2011-10-02 09:43:56

D: Kirche debattiert über „Entweltlichung“


RealAudioMP3 Die Kirche soll sich „entweltlichen“, Ballast abwerfen, auf Privilegien verzichten und dadurch in ihrer „missionarischen Sendung“ glaubwürdiger werden. Diese Forderung des Papstes bei seinem Besuch in Freiburg (unser Foto) vor einer Woche beschäftigt in Deutschland weiter die Gemüter. Der Präsident des Deutschen Caritasverbandes, Peter Neher, zeigt sich in einem Interview mit dem Kölner Domradio eher skeptisch, was die Formulierung „Entweltlichung“ betrifft.

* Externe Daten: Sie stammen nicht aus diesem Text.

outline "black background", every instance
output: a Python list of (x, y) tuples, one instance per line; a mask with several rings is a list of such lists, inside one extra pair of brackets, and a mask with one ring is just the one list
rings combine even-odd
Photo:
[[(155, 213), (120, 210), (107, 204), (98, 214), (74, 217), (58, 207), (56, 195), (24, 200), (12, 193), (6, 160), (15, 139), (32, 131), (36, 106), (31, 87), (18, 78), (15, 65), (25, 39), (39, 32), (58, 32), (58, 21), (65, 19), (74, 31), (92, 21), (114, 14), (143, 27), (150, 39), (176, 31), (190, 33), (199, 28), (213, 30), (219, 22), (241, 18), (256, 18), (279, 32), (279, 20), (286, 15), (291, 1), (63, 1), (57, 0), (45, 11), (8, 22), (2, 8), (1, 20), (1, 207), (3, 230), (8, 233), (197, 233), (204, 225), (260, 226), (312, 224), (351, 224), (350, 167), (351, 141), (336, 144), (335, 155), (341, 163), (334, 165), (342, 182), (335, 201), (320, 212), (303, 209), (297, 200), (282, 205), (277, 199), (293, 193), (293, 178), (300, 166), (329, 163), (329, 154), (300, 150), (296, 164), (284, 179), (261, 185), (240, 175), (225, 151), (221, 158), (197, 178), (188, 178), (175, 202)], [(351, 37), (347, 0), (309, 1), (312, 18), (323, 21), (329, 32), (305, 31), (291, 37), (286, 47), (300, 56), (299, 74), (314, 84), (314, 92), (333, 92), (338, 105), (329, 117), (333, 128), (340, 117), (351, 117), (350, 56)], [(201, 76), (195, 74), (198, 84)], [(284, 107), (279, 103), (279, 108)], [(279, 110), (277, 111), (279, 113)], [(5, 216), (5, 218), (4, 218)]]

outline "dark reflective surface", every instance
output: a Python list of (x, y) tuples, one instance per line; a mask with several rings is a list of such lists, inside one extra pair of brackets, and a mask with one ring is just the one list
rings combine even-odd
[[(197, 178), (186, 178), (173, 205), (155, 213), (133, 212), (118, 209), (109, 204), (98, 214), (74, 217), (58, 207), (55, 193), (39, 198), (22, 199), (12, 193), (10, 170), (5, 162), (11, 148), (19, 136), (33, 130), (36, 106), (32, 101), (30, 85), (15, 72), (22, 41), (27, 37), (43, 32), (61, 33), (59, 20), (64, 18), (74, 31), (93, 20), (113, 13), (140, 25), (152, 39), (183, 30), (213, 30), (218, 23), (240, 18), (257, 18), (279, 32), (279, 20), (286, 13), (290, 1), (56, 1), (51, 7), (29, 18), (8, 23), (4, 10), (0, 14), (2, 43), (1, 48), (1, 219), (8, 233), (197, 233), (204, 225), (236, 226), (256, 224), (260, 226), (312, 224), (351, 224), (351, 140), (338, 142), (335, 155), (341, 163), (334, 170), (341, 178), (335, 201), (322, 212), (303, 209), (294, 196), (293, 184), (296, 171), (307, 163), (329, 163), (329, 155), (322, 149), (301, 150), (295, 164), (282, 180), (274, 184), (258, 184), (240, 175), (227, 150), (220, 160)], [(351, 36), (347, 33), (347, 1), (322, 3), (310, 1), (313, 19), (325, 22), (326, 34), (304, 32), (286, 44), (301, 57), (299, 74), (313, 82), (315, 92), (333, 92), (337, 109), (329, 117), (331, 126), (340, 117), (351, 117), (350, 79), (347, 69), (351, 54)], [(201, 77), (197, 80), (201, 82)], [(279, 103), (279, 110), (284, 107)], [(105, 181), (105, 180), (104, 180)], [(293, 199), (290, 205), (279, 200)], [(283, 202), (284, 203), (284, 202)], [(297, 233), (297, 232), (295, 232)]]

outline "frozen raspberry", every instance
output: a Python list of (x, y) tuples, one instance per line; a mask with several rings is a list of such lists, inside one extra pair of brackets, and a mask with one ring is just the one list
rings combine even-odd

„Ich halte diesen Begriff für schwierig und auch nicht unbedingt geeignet, um das auszudrücken, was der Papst eigentlich sagen will: Dass wir nämlich tatsächlich in Hinblick auf die Heilige Schrift und die Soziallehre der Kirche unsere Arbeit tun. Entweltlichung passt für mich schwer damit zusammen. Gott ist Mensch geworden in dieser Welt. Die heilige Teresa von Ávila sagt: Gott in allen Dingen suchen und finden. Also von daher glaube ich, dass dieser Begriff wirklich gut erklärt werden muss, damit er nicht zu Missverständnissen führt.“

Fordert Benedikt nun, dass die Kirche nicht länger Kindergärten, Krankenhäuser oder Altenheime betreibt? Nein, glaubt der Caritas-Chef:

„Das würde nicht zusammenpassen mit der ausdrücklichen Würdigung gerade der deutschen Caritas an demselben Vormittag. Ich glaube, die Frage geht vielmehr dahin, dass wir natürlich bei allem Organisieren, Strukturieren und Finanzieren unsere Quelle nicht aus dem Blick verlieren dürfen: Wir leben in dieser Welt und in dieser Welt gibt es auch immer Strukturen und Organisationen. Also die Frage ist vielmehr, wie die Strukturen und Organisationen gestaltet sind und ob sie in ihrer Arbeit durchsichtig machen, in wessen Dienst sie stehen. Und das ist die durchaus berechtigte Rückfrage.“

Ohne finanzielle Mittel sei es „schwer, Gutes zu tun“, erläutert Neher. Die Frage sei nur: „Stehen die finanziellen Mittel im Mittelpunkt oder der notbedürftige Mensch?“

Nachdenklich geworden durch den Begriff „Entweltlichung“ ist der Generalvikar des Erzbistums Köln, Dominik Schwaderlapp. Er sagte ebenfalls im Domradio:

„Als Generalvikar ist man ja für die institutionelle, materielle Seite der Kirche auch mitverantwortlich – und ich merke ja schon, dass wir durch unser Vermögen, durch das, was wir haben, auch sehr viele Kräfte binden. Ein Beispiel: Vor wenigen Jahren mussten wir ja im Zusammenhang mit dem Projekt „Zukunft heute’ Kosten einsparen. Unter anderem wurden die Zuschüsse für Versammlungsflächen um die Hälfte reduziert. Das bedeutete für die Gemeinden einen großen Einschnitt. Aber viele wollten dann doch - ich würde fast sagen „auf Teufel komm heraus’ -, auf jeden Fall mit großer Energie versuchen, doch ihre Versammlungsstätten, ihre Pfarrheime aufrechtzuerhalten; es wurden Freundeskreise gegründet, die das Ganze finanzieren sollten, und alle möglichen Aktivitäten unternommen, so dass ich manchmal gesagt habe: Wenn all diese Aktivitäten, die um den Erhalt dieser Pfarrheime angestrengt werden, eingesetzt würden, um Menschen für das Evangelium zu gewinnen, dann hätten wir Menschen für das Evangelium gewonnen und zusätzlich genügend Geld, um die Pfarrheime zu erhalten.“

Natürlich dürfe die Kirche nicht zu sehr am Geld hängen, so Schwaderlapp. Aber die Kirchensteuer aufgeben? Nein, denn die sei gar kein Privileg.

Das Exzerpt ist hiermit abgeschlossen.